Travailleurs frontaliers : une réforme de l’offre raisonnable d’emploi attendue

Par un projet de décret qui sera soumis aux partenaires sociaux le 21 janvier 2025, le Ministère du Travail prévoit de redéfinir les conditions de l’Offre raisonnable d’emploi (ORE) pour les demandeurs d’emploi frontaliers.
Enjeux de l’indemnisation des travailleurs frontaliers
Les travailleurs frontaliers occupent une position particulière : ils cotisent dans leur pays d'emploi, mais en cas de chômage, c’est le régime français qui prend en charge leur indemnisation.
En conséquence, leur allocation chômage est calculée sur la base des salaires perçus du pays employeur, comme la Suisse ou le Luxembourg. Or, ces salaires étant souvent bien plus élevés que les salaires pratiqués en France, l'assurance chômage française pâtît d’un déséquilibre financier, estimé à 800 millions d’euros annuels.
Par ailleurs, la durée d’indemnisation des travailleurs frontaliers est souvent plus longue car ils mettent davantage de temps à retrouver un emploi, en raison de la spécificité de leur situation géographique et professionnelle.
La France reçoit déjà des remboursements d’autres pays dans le cadre de la compensation européenne prévue par le règlement 883/2004, mais ces derniers ne compensent pas le surcoût lié aux allocations chômage.
Le projet de réforme de l’offre raisonnable d’emploi (ORE)
L’une des mesures de la réforme de l’assurance chômage concerne l’offre raisonnable d’emploi (ORE) qui, entre autres, peut redéfinir les conditions du contrat d’engagement pour les travailleurs frontaliers.
Qu’est-ce que l’ORE ?
Lorsqu’un demandeur d’emploi s’inscrit à France Travail, il définit dans son contrat d’engagement (anciennement PPAE) les caractéristiques des emplois qu’il s’engage à accepter :
- Type de poste recherché ;
- Zone géographique ;
- Niveau de salaire attendu.
Ce que prévoit le décret
Actuellement, un demandeur d’emploi frontalier peut fixer son salaire attendu en tenant compte des rémunérations pratiquées à l’étranger.
Le projet de décret, prévu pour une consultation le 21 janvier 2025, viendrait modifier cela : à l’avenir, seuls les salaires pratiqués en France seraient pris en compte pour déterminer le salaire attendu dans l’ORE.
Cela signifie qu’un travailleur frontalier qui perd son emploi en Suisse ou au Luxembourg, par exemple, ne pourra plus s’appuyer sur les salaires pratiqués dans ces pays (ou sur ses précédents salaires à l’étranger) pour définir ses attentes salariales en France. Ce changement pourrait l’inciter à accepter plus rapidement un poste à salaire plus modeste (conforme aux normes françaises), voire réduire la durée de son indemnisation.

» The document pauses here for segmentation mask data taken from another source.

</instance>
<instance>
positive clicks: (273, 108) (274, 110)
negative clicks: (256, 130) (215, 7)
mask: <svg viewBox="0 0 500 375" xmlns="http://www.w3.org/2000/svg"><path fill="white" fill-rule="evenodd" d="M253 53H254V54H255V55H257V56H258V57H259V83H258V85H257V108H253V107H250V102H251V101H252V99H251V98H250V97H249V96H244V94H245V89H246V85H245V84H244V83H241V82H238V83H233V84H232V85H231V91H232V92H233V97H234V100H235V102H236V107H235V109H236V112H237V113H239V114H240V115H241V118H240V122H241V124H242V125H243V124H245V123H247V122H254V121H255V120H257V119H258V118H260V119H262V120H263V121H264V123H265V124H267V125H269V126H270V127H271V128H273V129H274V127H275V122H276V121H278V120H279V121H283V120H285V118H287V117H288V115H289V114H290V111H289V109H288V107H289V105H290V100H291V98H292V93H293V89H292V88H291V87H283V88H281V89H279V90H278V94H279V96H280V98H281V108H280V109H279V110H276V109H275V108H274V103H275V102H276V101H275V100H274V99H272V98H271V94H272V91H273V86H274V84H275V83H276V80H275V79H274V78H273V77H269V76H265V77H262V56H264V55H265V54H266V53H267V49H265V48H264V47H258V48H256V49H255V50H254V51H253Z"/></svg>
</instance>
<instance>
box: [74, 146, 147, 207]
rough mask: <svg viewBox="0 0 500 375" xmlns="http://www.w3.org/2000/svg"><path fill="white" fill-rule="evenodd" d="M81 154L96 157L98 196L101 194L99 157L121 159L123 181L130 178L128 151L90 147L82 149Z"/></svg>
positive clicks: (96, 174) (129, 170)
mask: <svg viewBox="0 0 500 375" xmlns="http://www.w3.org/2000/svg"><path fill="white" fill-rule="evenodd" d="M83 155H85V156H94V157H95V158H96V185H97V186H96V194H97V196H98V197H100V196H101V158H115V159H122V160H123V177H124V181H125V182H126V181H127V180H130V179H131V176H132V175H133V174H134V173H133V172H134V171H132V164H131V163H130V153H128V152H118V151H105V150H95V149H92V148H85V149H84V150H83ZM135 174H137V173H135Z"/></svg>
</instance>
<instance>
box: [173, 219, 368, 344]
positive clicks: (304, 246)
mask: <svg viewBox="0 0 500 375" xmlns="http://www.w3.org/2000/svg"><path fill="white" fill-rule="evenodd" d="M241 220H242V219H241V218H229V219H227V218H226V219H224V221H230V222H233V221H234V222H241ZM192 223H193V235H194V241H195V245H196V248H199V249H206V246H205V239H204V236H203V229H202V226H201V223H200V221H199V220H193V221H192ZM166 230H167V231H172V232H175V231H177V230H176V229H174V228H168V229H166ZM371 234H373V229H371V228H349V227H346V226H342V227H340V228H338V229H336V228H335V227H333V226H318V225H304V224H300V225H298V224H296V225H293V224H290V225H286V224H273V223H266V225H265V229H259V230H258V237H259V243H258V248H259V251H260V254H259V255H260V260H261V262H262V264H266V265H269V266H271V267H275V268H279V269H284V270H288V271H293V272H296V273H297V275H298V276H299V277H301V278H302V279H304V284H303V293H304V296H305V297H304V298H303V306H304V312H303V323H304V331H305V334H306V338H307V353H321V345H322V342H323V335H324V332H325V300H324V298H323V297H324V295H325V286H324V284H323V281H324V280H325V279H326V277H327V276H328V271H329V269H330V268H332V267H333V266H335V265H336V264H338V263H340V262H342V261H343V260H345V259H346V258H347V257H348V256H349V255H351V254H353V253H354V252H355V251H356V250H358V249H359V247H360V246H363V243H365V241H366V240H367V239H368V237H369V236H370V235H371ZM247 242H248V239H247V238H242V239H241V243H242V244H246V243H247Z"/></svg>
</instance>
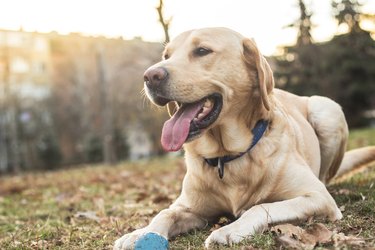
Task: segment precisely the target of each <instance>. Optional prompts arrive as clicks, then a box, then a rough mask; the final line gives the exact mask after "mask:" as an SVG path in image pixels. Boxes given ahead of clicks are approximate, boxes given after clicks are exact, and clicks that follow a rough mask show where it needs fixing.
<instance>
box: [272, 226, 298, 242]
mask: <svg viewBox="0 0 375 250" xmlns="http://www.w3.org/2000/svg"><path fill="white" fill-rule="evenodd" d="M271 232H275V233H276V234H277V235H285V236H288V237H291V238H297V239H300V235H301V234H302V232H303V229H302V228H300V227H298V226H295V225H292V224H281V225H277V226H274V227H272V228H271Z"/></svg>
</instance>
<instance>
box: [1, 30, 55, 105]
mask: <svg viewBox="0 0 375 250" xmlns="http://www.w3.org/2000/svg"><path fill="white" fill-rule="evenodd" d="M49 44H50V43H49V38H48V36H47V35H46V34H40V33H35V32H23V31H22V30H19V31H10V30H0V81H1V85H2V86H3V87H4V85H7V86H5V87H7V88H8V90H6V91H10V93H17V95H19V96H21V97H32V98H37V99H40V98H44V97H46V96H47V95H48V94H49V92H50V84H51V80H50V77H51V68H50V65H51V53H50V46H49Z"/></svg>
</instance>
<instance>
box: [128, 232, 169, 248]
mask: <svg viewBox="0 0 375 250" xmlns="http://www.w3.org/2000/svg"><path fill="white" fill-rule="evenodd" d="M168 248H169V244H168V240H167V239H166V238H164V237H163V236H161V235H160V234H157V233H147V234H145V235H143V236H142V237H140V238H139V239H138V240H137V241H136V242H135V245H134V249H135V250H166V249H168Z"/></svg>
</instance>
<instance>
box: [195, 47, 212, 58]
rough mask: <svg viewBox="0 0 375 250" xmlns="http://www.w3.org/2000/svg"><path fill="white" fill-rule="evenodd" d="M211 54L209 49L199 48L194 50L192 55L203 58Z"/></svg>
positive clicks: (210, 50) (196, 48)
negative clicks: (198, 56)
mask: <svg viewBox="0 0 375 250" xmlns="http://www.w3.org/2000/svg"><path fill="white" fill-rule="evenodd" d="M212 52H213V51H212V50H210V49H207V48H203V47H199V48H196V49H195V50H194V52H193V53H194V55H195V56H205V55H208V54H210V53H212Z"/></svg>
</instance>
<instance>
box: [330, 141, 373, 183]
mask: <svg viewBox="0 0 375 250" xmlns="http://www.w3.org/2000/svg"><path fill="white" fill-rule="evenodd" d="M374 161H375V146H368V147H363V148H358V149H353V150H350V151H348V152H346V153H345V155H344V158H343V160H342V162H341V165H340V167H339V169H338V171H337V173H336V175H335V179H340V178H342V177H344V176H345V175H346V174H349V173H350V172H352V171H354V170H356V169H359V168H362V167H365V166H367V165H369V164H371V163H372V162H374Z"/></svg>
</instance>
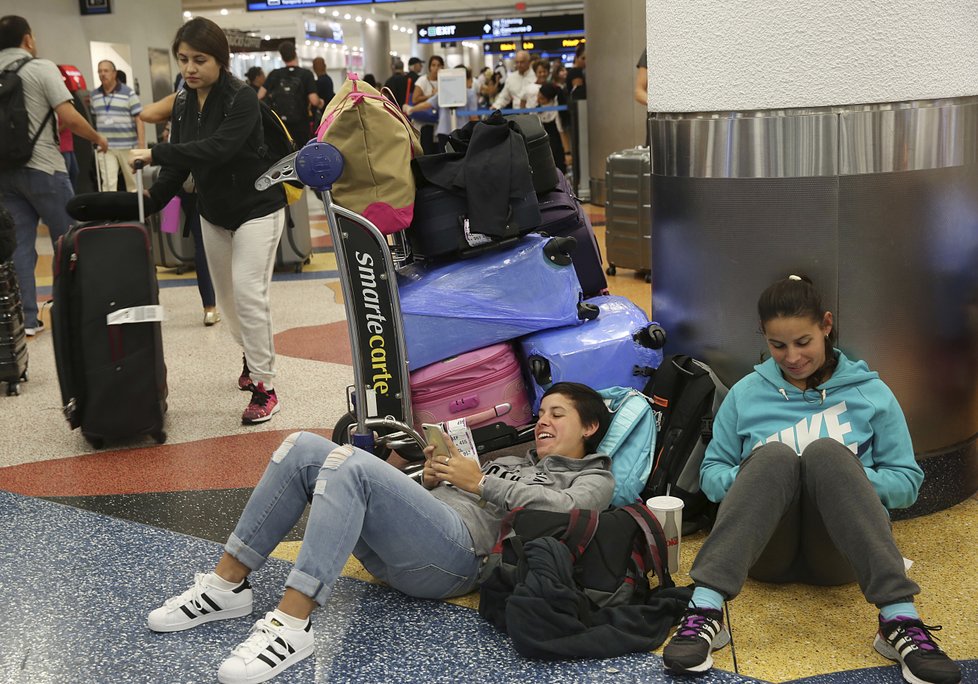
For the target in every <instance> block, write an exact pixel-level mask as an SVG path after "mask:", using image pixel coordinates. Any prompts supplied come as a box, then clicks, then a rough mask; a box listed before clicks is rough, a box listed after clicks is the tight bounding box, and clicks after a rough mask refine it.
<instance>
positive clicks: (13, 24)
mask: <svg viewBox="0 0 978 684" xmlns="http://www.w3.org/2000/svg"><path fill="white" fill-rule="evenodd" d="M30 35H33V34H32V33H31V25H30V24H28V23H27V20H26V19H24V17H18V16H17V15H16V14H8V15H7V16H5V17H4V18H3V19H0V50H6V49H7V48H8V47H20V44H21V43H23V42H24V36H30Z"/></svg>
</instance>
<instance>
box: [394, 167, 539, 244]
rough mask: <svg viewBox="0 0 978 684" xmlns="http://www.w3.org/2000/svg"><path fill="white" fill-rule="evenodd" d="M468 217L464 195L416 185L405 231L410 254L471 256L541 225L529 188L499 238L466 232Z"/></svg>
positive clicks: (466, 208)
mask: <svg viewBox="0 0 978 684" xmlns="http://www.w3.org/2000/svg"><path fill="white" fill-rule="evenodd" d="M468 214H469V207H468V202H467V200H466V197H465V195H464V194H461V193H455V192H451V191H450V190H446V189H444V188H441V187H438V186H437V185H432V184H425V185H421V184H419V186H418V190H417V194H416V195H415V201H414V218H413V219H412V220H411V225H410V226H409V227H408V230H407V236H408V240H409V241H410V243H411V253H412V254H413V255H414V257H415V258H418V259H447V258H467V257H473V256H476V255H477V254H481V253H482V252H485V251H486V250H490V249H498V248H500V247H506V246H508V245H511V244H513V243H514V242H515V241H516V240H517V239H518V238H519V236H520V235H525V234H526V233H528V232H530V231H531V230H534V229H536V227H537V226H538V225H539V224H540V210H539V207H538V202H537V196H536V193H535V192H534V191H533V190H532V189H528V191H527V193H526V195H525V197H524V198H523V200H522V201H519V202H514V203H513V204H512V213H511V214H510V220H509V221H508V222H507V224H506V226H505V227H504V228H503V229H502V231H500V234H499V235H492V236H489V235H484V234H482V233H475V232H473V231H471V230H469V222H468Z"/></svg>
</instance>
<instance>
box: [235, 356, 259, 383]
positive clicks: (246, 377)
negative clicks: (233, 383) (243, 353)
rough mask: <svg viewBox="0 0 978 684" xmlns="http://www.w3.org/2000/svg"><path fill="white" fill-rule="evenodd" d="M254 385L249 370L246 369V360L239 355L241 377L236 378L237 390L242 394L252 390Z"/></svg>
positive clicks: (247, 367)
mask: <svg viewBox="0 0 978 684" xmlns="http://www.w3.org/2000/svg"><path fill="white" fill-rule="evenodd" d="M254 388H255V387H254V383H253V382H252V381H251V370H249V369H248V359H246V358H245V357H244V354H242V355H241V375H240V376H239V377H238V389H239V390H241V391H242V392H250V391H251V390H253V389H254Z"/></svg>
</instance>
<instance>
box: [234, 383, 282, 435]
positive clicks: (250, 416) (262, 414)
mask: <svg viewBox="0 0 978 684" xmlns="http://www.w3.org/2000/svg"><path fill="white" fill-rule="evenodd" d="M278 408H279V407H278V397H277V396H275V390H273V389H270V390H266V389H265V383H263V382H259V383H258V384H257V385H254V386H252V388H251V403H249V404H248V408H246V409H245V411H244V413H242V414H241V422H242V423H245V424H248V425H250V424H253V423H264V422H265V421H266V420H271V418H272V416H274V415H275V414H276V413H278Z"/></svg>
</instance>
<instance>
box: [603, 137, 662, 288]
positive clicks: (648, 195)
mask: <svg viewBox="0 0 978 684" xmlns="http://www.w3.org/2000/svg"><path fill="white" fill-rule="evenodd" d="M605 191H606V194H607V200H606V201H605V247H606V248H607V250H608V275H615V272H616V271H617V269H618V267H619V266H620V267H622V268H630V269H633V270H635V271H637V272H638V273H639V274H643V275H644V276H645V282H647V283H651V282H652V158H651V156H650V151H649V148H648V147H635V148H632V149H630V150H624V151H622V152H615V153H614V154H612V155H610V156H609V157H608V165H607V167H606V170H605Z"/></svg>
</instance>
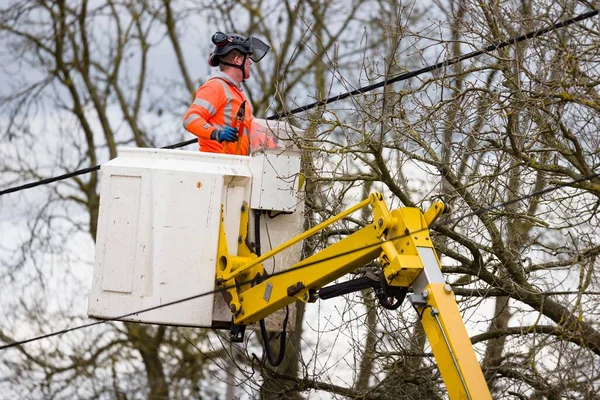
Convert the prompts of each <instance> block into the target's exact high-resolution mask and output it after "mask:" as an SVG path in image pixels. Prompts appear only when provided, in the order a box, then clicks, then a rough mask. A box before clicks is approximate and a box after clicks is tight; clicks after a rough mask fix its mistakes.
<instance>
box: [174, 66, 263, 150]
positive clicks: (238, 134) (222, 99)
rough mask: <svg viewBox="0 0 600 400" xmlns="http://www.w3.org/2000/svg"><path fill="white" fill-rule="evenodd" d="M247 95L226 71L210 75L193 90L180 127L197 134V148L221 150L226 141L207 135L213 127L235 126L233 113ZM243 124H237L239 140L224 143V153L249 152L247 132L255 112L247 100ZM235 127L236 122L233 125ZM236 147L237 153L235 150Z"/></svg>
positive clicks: (238, 106) (207, 134) (239, 106)
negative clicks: (192, 99) (205, 82)
mask: <svg viewBox="0 0 600 400" xmlns="http://www.w3.org/2000/svg"><path fill="white" fill-rule="evenodd" d="M245 100H246V96H245V95H244V92H243V91H242V88H241V87H240V86H239V85H238V84H237V83H236V82H235V81H234V80H233V79H232V78H231V77H230V76H229V75H227V74H224V73H222V72H218V73H216V74H214V75H211V76H210V77H208V79H207V80H206V83H204V85H202V86H200V88H199V89H198V90H197V91H196V98H195V99H194V102H193V103H192V105H191V106H190V108H189V109H188V111H187V112H186V113H185V115H184V116H183V127H184V128H185V129H187V130H188V131H189V132H191V133H193V134H194V135H196V136H198V144H199V145H200V151H206V152H211V153H222V152H223V149H224V148H225V143H226V142H223V143H219V142H218V141H216V140H211V139H210V134H211V132H212V131H214V130H215V129H219V128H224V127H226V126H234V123H235V122H234V119H235V116H236V114H237V112H238V110H239V108H240V106H241V104H242V102H243V101H245ZM245 108H246V115H245V117H244V122H243V128H242V127H238V128H239V134H238V135H239V139H238V142H239V145H238V143H229V144H228V145H227V149H226V151H225V152H226V153H227V154H238V155H244V156H246V155H248V154H249V148H248V133H249V132H250V124H251V122H252V119H253V118H254V116H253V115H252V106H251V105H250V102H249V101H246V107H245ZM236 127H237V126H236ZM236 150H237V153H236Z"/></svg>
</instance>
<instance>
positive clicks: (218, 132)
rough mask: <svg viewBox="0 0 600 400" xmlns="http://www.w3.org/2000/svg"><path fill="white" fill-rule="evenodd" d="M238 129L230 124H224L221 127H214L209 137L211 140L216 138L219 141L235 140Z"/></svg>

Pourquoi une réduction de la durée d’indemnisation ? Le contrat d’engagement établit que si le demandeur refuse un nombre raisonnable d’offres d’emploi correspondant à ses critères (géographiques, de rémunération, de type de poste), il pourrait voir ses droits suspendus. Avec la réforme, les travailleurs frontaliers ne pourront plus baser leurs attentes salariales sur les rémunérations pratiquées à l’étranger. Par conséquent, les offres d’emploi proposées sur la base des salaires français moyens seront jugées raisonnables. Refuser à plusieurs reprises des offres cohérentes avec le marché français serait ainsi assimilé à un refus d’ORE, pouvant entrainer une suspension de l’aide au retour à l’emploi (ARE). |
Pourquoi cette réforme ?
Les enjeux financiers
Dans le cadre de la demande d’emploi des travailleurs transfrontaliers, cette réforme vise à :
- Réduire les déséquilibres financiers pesant sur le régime français ;
- Limiter le risque d’abus dans la fixation des niveaux de salaire attendus par les frontaliers.
Un cadre européen contraignant
Une précédente tentative pour introduire un coefficient d’ajustement des salaires étrangers dans le calcul des allocations avait été jugée contraire aux principes européens de non-discrimination. Le gouvernement s’est donc tourné vers une autre voie : la révision des critères d’ORE, mesure encadrée par le droit national.
Les implications pour les travailleurs frontaliers
Pour les travailleurs frontaliers, la réforme de l'ORE signifie une révision de leurs attentes salariales et de leur stratégie de recherche d'emploi. Ils devront désormais ajuster leurs prétentions salariales (et donc aspirations professionnelles) en fonction des salaires pratiqués en France. Cette mesure pourrait aussi accélérer leur retour à l'emploi en France, car elle les obligera à accepter des offres plus proches des standards salariaux français.